Recently I have been working on a project and have been waiting to publish it to Azure. Before I was able to do this my local user account on my machine was changed. Now when I try to add the project solution to the solution control explorer I get "access to path [old username]/my documents/projects is denied." I have the project copied from the old user account onto the new one I am using. I opened from this location, but it still seems to reference the old path. How do I change this and/or what settings do I need to change?
I have uploaded the project into the source control explorer for the project, and the rest of the team can view it. It is possible to re-load the project from here and create a new work space mapping on the new local account? If so how can I do this?
I managed to get it moved by doing the following, thanks jessehouwing for the push in the right direction.
Closed Visual Studio
Went to old account, copied project directly to the C drive
Went to the new account, opened the project from there
Deleted mapping referenced in the picture in jessehouwing's answer
Created new mapping under a different name, because even though the old one was removed, there was still a naming conflict (I have no clue)

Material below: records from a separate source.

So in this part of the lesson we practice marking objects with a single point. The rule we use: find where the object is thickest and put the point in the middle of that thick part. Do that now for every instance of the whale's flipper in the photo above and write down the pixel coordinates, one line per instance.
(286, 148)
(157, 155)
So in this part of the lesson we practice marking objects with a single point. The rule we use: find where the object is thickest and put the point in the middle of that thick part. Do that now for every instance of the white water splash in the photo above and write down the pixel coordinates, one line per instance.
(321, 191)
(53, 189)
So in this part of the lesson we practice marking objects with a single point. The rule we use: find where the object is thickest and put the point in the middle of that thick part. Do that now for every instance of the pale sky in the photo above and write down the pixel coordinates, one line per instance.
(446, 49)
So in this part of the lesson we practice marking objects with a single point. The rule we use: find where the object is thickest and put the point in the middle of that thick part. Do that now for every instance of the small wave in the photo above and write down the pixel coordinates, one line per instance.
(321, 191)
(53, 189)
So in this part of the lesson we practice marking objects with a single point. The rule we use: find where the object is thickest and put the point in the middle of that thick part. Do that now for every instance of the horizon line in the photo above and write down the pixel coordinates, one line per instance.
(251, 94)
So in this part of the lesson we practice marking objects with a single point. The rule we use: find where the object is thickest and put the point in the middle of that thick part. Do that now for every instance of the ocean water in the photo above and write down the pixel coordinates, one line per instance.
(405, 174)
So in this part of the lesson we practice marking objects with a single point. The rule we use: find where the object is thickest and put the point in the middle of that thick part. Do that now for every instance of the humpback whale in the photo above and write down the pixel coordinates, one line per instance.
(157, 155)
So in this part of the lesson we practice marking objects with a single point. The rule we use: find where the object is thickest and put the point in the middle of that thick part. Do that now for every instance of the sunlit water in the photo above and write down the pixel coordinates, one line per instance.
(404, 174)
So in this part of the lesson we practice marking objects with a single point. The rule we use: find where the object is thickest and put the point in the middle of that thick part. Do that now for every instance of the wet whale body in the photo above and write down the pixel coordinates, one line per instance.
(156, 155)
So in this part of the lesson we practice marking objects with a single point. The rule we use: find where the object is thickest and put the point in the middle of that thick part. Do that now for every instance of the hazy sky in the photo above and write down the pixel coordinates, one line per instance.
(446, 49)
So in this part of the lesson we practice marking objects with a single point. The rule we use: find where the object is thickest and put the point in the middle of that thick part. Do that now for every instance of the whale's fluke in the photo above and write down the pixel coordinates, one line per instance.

Mapped the source control and local folder from scratch
You will have to change your workspace mapping. If the Source Control Explorer allows you, you can open the Workspace dropdown (in the toolbar) and edit the current mapping.
If the Source Control Explorer doesn't allow you due to Access Denied errors, you can also use the commandline utility tf.exe to remove them.
tf workspaces /remove
And then create a new one through the UI or also from the commandline using
tf workspace /new
tf workfold /map
I'm re-using an old picture here, step 4 should be to fix the paths in the Workspace folders list on the bottom of the dialog :).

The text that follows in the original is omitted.